Evolutionary dynamics of imatinib-treated leukemic cells by stochastic approach

TL;DR

This study models the stochastic evolutionary dynamics of leukemic cells under imatinib therapy using Monte Carlo simulations, revealing how mutation rates influence therapy resistance and aligning with clinical observations.

Contribution

It introduces a stochastic Monte Carlo approach to analyze the impact of targeted therapy on leukemia cell populations and resistance development.

Findings

High mutation rates increase resistance likelihood.

Therapy efficacy varies with mutation dynamics.

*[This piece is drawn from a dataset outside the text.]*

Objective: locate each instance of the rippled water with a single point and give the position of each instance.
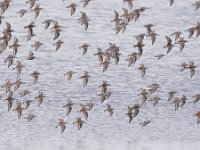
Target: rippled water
(168, 129)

Results align with clinical resistance patterns.

Abstract

The evolutionary dynamics of a system of cancerous cells in a model of chronic myeloid leukemia (CML) is investigated by a statistical approach. Cancer progression is explored by applying a Monte Carlo method to simulate the stochastic behavior of cell reproduction and death in a population of blood cells which can experience genetic mutations. In CML front line therapy is represented by the tyrosine kinase inhibitor imatinib which strongly affects the reproduction of leukemic cells only. In this work, we analyze the effects of a targeted therapy on the evolutionary dynamics of normal, first-mutant and cancerous cell populations. Several scenarios of the evolutionary dynamics of imatinib-treated leukemic cells are described as a consequence of the efficacy of the different modeled therapies. We show how the patient response to the therapy changes when an high value of the mutation rate from healthy to cancerous cells is present. Our results are in agreement with clinical observations. Unfortunately, development of resistance to imatinib is observed in a proportion of patients, whose blood cells are characterized by an increasing number of genetic alterations. We find that the occurrence of resistance to the therapy can be related to a progressive increase of deleterious mutations.